Il s’est couché sur le côté de manière à me prendre dans son ventre, comme une mère. Je me suis niché dans ce creux. C’est là que j’ai dormi.
Au bout d’un moment, d’ailleurs, j’étais partout, comme d’habitude quand je dors. Là où il n’y a pas de limites. Je sais seulement maintenant que je peux y aller avec lui. Que nous partageons le voyage. Je sais qu’il n’y a qu’un monde et qu’il le connaît mieux que moi. Il y était bien avant.

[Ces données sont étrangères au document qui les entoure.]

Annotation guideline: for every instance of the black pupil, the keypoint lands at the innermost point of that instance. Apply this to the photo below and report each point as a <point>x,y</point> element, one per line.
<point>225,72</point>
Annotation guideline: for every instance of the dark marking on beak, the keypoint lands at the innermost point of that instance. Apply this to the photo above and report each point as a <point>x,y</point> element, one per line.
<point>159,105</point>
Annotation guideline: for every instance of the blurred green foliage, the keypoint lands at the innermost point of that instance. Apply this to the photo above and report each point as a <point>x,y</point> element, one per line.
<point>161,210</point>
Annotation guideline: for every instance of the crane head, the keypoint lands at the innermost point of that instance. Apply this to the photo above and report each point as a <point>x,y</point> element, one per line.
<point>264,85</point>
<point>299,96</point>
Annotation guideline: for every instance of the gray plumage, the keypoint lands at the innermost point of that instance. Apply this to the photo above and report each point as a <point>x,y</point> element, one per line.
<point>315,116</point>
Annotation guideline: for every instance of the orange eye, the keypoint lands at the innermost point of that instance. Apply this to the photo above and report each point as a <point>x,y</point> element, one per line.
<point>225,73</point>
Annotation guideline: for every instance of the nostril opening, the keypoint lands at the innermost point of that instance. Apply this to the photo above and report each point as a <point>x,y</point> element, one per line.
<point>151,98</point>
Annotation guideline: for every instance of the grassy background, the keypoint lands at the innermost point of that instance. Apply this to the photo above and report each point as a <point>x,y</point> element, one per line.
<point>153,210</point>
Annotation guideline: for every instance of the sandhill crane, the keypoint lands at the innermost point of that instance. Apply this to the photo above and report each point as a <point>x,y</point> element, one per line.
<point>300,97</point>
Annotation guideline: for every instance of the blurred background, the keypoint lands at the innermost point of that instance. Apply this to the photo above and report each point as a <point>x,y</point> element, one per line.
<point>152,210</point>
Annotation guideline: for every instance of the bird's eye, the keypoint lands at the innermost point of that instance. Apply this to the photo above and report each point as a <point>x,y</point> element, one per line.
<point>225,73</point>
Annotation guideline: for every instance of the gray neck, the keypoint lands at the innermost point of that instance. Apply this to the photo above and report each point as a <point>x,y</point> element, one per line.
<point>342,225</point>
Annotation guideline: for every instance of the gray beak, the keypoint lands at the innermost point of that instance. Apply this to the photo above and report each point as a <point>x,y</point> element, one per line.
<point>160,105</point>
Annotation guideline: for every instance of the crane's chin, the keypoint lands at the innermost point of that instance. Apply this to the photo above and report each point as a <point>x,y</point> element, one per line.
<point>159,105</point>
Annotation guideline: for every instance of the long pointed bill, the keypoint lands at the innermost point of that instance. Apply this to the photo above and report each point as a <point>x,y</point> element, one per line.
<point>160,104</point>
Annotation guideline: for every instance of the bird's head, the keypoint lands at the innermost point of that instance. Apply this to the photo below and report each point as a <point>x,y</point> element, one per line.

Dans cette chaleur qui est la nôtre.
Ce matin je lui raconte comment j’ai retrouvé cet art des chasseurs-cueilleurs de se surélever sur quatre pattes pour capter la chaleur et non se recroqueviller. Comme ils occupaient le monde de proche en proche ils faisaient aussi sur leur corps des ponts entre les zones de chaleur, pour les étendre, ne pas laisser le froid établir des ruptures infranchissables. Ainsi mon corps est devenu plus grand cette nuit et je n’ai pas eu froid. J’ai compris le repli des agriculteurs, leurs fractionnements, leurs clôtures. Comment ils sont devenus petits, comment ils ont perdu leur liberté pour s’abriter sous leurs trésors.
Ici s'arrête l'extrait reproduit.